Shagun Gupta looks at gender equality in relation to age.
A recent article published in Tea Circle Oxford provoked some passionate responses arguing that more needs to be done to ensure the progress made on gender equality in Myanmar does not falter. The ensuing debate has largely favoured the rejection of an ill-informed diagnosis that is based on conjecture surrounding the ‘myth of the disempowered Myanmar woman’. The thesis presented by Brandon Aung Moe was compelling in theory, and did establish that activists often view gender equality issues in Myanmar as a binary when in fact, they exist on a spectrum. More importantly however, the article failed to ground itself in the lived experience of not only Burmese women but also that of ethnic women who have historically suffered far greater injustices in troubled peripheries of the Union.
That liberal, left-leaning feminism can often adopt a paternalistic tone in discussions on women’s rights is true, but this diagnosis merits further debate. If activists and advocates are indeed infected by a ‘gender sameness virus’, where do we begin looking for an antidote? Perhaps it is necessary for both sides of the debate to recognize that while women in Myanmar might have historically enjoyed freedom and known liberation, it does not necessarily mean that over their life course, these advantages have been available to them in the form of opportunities for tangible social services and support. Brandon Aung Moe’s diagnosis that “much of what seems to be discrimination against women is simply a result of economic and social of those difficult times” is not entirely untrue, but the argument that this discrimination has nothing to do with widespread sexism is problematic. In emerging countries around the world, ample evidence has suggested that respect for women and adherence to notions that qualify their freedoms as essential does not always translate into better living conditions for women.
In the case of Myanmar, it is important to note the intergenerational lack of these conditions bracketed by economic hardship and politico-religious instability. When evaluated from a life course perspective that first tries to look at the economic and social well-being of older women before analyzing whether factors influencing their conditions are also replicated among cohorts of younger women, the results are intriguing. Does this famed liberation of Myanmar women ensure their well-being across all stages of their life course? Research on female poverty and financial security conducted by HelpAge International Myanmar, in collaboration with Tsao Foundation in Singapore, sheds light on this issue.

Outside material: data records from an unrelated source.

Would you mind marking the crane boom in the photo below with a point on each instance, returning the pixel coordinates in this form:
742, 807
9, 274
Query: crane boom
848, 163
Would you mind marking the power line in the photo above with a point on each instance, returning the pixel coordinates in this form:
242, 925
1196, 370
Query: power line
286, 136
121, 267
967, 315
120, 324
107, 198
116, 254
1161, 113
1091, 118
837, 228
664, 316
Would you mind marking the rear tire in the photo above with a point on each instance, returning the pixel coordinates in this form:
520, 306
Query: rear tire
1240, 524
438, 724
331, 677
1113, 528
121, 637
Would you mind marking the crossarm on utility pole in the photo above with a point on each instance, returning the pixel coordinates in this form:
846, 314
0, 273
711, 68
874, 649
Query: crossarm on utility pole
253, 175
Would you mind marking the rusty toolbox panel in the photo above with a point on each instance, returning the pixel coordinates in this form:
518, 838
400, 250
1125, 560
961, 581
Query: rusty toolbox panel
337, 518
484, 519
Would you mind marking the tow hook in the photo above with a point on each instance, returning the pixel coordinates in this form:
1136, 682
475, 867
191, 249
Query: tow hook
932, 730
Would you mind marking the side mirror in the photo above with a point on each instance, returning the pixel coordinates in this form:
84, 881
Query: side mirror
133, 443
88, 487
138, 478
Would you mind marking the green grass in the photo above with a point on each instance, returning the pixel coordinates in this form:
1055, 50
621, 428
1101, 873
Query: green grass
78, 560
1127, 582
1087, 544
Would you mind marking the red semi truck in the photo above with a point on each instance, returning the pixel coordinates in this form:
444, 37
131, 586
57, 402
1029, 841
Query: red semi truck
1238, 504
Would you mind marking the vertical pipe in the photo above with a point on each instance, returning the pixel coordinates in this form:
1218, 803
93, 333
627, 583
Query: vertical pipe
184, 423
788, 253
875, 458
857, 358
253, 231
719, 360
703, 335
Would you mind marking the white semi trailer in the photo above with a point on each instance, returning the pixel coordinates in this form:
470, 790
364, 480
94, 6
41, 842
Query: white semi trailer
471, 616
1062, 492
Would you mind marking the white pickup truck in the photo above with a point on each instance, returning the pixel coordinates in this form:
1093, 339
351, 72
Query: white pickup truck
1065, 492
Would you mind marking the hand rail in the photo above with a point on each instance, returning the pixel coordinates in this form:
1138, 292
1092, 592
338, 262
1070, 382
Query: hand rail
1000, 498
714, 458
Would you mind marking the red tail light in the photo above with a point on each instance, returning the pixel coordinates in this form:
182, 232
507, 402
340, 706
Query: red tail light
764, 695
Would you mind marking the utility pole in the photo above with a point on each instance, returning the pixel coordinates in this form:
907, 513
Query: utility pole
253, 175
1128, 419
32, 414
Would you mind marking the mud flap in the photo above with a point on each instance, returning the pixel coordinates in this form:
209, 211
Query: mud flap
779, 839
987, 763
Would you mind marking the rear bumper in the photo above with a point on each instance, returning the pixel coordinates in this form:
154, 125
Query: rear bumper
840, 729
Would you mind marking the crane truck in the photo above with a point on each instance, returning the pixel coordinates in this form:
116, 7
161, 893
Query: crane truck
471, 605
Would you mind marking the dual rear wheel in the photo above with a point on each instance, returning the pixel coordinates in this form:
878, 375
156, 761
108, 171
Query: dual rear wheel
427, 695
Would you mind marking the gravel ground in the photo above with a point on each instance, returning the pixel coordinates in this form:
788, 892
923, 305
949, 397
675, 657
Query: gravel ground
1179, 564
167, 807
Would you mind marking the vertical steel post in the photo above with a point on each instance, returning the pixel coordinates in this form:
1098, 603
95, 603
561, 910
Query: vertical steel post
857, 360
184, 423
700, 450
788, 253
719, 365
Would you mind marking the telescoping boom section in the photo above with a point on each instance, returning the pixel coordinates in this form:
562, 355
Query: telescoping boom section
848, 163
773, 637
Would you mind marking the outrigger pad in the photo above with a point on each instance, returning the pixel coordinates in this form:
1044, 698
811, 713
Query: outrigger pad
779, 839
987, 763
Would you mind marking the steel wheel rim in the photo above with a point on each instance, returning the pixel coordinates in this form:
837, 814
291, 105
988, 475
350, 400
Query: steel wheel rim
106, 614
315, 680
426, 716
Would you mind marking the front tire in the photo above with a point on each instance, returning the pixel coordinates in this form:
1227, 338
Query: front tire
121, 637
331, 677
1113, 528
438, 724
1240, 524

When referring to well-being, our research looks at indicators across the spectrum of economic, social, and political conditions that affect a woman’s life in Myanmar. We find that although younger women in Myanmar fair better than their older counterparts, a gender equality debate that focuses singularly on younger women could have a pervasive effect on their well-being in old age. It is a new area of research in Myanmar, and suffers from a lack of systematic inquiry that is representative of studies of the female population. Nevertheless, some of the preliminary findings of the research are that:
The central thesis of the research is that women, as they become older, will be at a greater risk of poverty and financial security in Myanmar due to an intersection of factors that affect their opportunities to receive tangible social services and support at different stages of their life course.
The 2014 Myanmar Population and Housing Census found that within Myanmar, the difference in mortality between sexes is very large; women on average live 9.1 years longer than men. Projections based on the 2014 Census findings indicate that by 2020, 7.6% of the female population in Myanmar will be in the 65+ age group, and by 2040, this figure will rise to 13.6%. During the same period, the proportion of females in the 0-14 age group will fall from 25.7% in 2020 to 20.4% in 2040.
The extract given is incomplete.